Who Watches The Watchmen?

If the first statement is true, it implies both statements are false; in particular, the first statement is false. This is a contradiction. So the first statement is false, so not both statements are false. This means at least one of the statements is true. Since the first statement is false; this gives the only other option of the second statement being true; that is, Superman exists.

A variant of this is Curry's paradox : statements in the form "If this sentence is true, then P" always implies P is true. (To compare with this problem, this problem has the form "(1) Both statements are false, (2) P", which also implies P is true.)

Well, the box as a whole could be false. Just because the box says something, doesn't make it true!

Ok, my solution is to start by saying both statements are false (guess and check). But if they are both false, then 1 would be true. If 1 is true, then 1 can't be false.

So now try making both true. But if both are true, 1 must be false. But this works because 1 is false (because they are not both false) because 2 is true. So then apparently superman is real. Though we really know he isn't because who trusts some random box!

This is something we call a "paradox". I'm surprised there were only two options, out of which neither is correct.

Everyone is giving solutions based on whether the statements are true or false, but the question only asks if they are logical. The first statement is logical as it says both sentences in the box are false. However only one sentence in the box is false, the first one. This would make the first statement false (meaning both the statements in the box aren't false) allowing the second to be true.

A box is a 3 dimensional object...therefore the first statement doesn't count.

The first point says "Both sentences in this box are false." Assuming that sentence is telling the truth, that would then make the sentence false, so we know that this statement is false. So, the truth in this statement becomes "Not both sentences are false," or "At least one sentence is true." Since we know the first sentence is false, that means that the second sentence, "Superman exists," must be true. So, Superman exists.

The first statement can't be true because it says both statements are false, implying that it is false.Since it is false, the other can't be false also because that would make the first statement true. So the second statement is true and Superman exists.

A slight variation: If (1) is true then it must also be false, which is a logical non sequitur. If (1) is false then at least one of the statements in the box must be true, and since (1) is false, statement (2) must be true.

This is somewhat a paradox, but simple to understand. If the first statement is false, which cancels itself out, means the second sentence is still valid.

Example: this is not, not superman. A double negative cancels the first negative, that's how I see the problem anyway.

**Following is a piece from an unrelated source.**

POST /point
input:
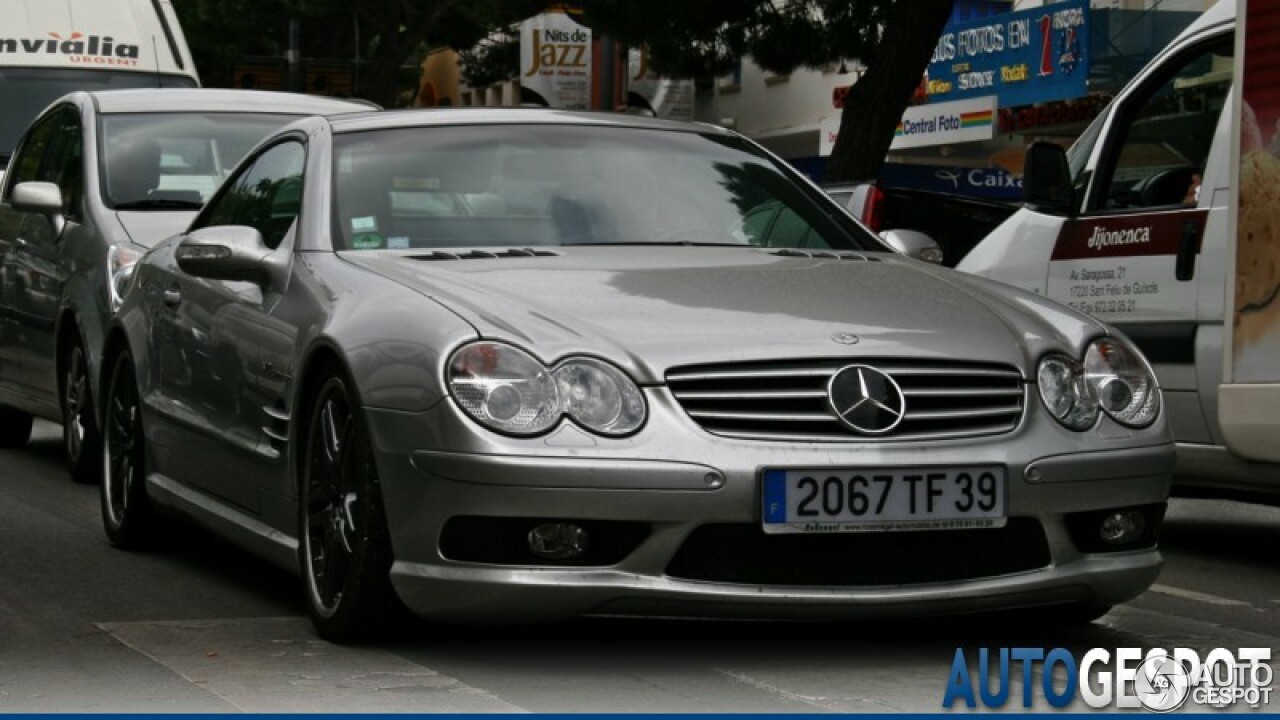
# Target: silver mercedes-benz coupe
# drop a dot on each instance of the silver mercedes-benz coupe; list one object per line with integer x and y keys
{"x": 530, "y": 365}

I made the correct guess of what the asker might have in mind, but this question is really badly formed. What does "if these statements are perfectly logical" mean?

To those who have answered "correctly", is your answer based on statement (1) being false? Mine is, and that's the problem. Is being false considered perfectly logical?

A better way to phrase this question is probably to ask "In a valid valuation, what is the truth value of statement (2)?"

Or more simply, "To make $p \leftrightarrow (\lnot p \land \lnot q)$ true, what truth value should be assigned to $q$ ?"

The sentences cannot have the same logical value, as the first one is stating FALSE both of them, so we know that they have opposite logical values.

Evaluating the first sentence, we have that, if true, both are false, which causes a paradox. For it to be perfectly logical, the first sentence needs to be false, automatically setting the second one to true.

the question says that both the statements in the box are false hence the first statement is itself a false one...... this leads to the conclusion that statement number two is correct

One way you could think about this is that "perfectly logical" doesn't mean true. It could just mean it's a well formed logical expression. The other way is that if the inverse of (1) is that at least one of the sentences are true. Both of the sentences being true results in a paradox, but one of them being true results in an infinite looping "paradox" where Superman always exists.

Superman is real, because if argument 1 is false (both argument 1 and 2 are false) , then for it to be false, only one argument needs to be true. So, if superman does exist, it qualifies as the first argument being wrong.

if the first statement is true, then there is a paradox within the statement ( as it can not be true and false at the same time). That means the first statement is false, and for that to occur, at least one statement must be true, ergo (2) is true

I don't know if this is a valid solution but I thought it like this:

(1) => ¬(¬(2)) ≡ (2)

Because first (1) negates (2) but then it negates itself so it should end up double negating (2)...

Don't try to get confused. There is a hint itself in Statement 1 :- Both statements in this box are false. That means Statement 1 is itself false and so Statement 2 is true.

Well if I were any of u I would first see that is statement 1 is false this means that the possiblity of existaance superman increases also the sentences are completely logical hence the more appropriate option is yes superman exists

This was my logic, which probably isn't logically sound but it got me the correct answer. Nothing says only the first statement can be false, and upon assuming that, in order to keep it false then both statements cannot be false. Therefore the second statement must be true.

The "if" portion of the statement is not true, there for the "then" portion is automatically true. Make a truth table with p, q, p->q. In both cases where p is false, p->q is true.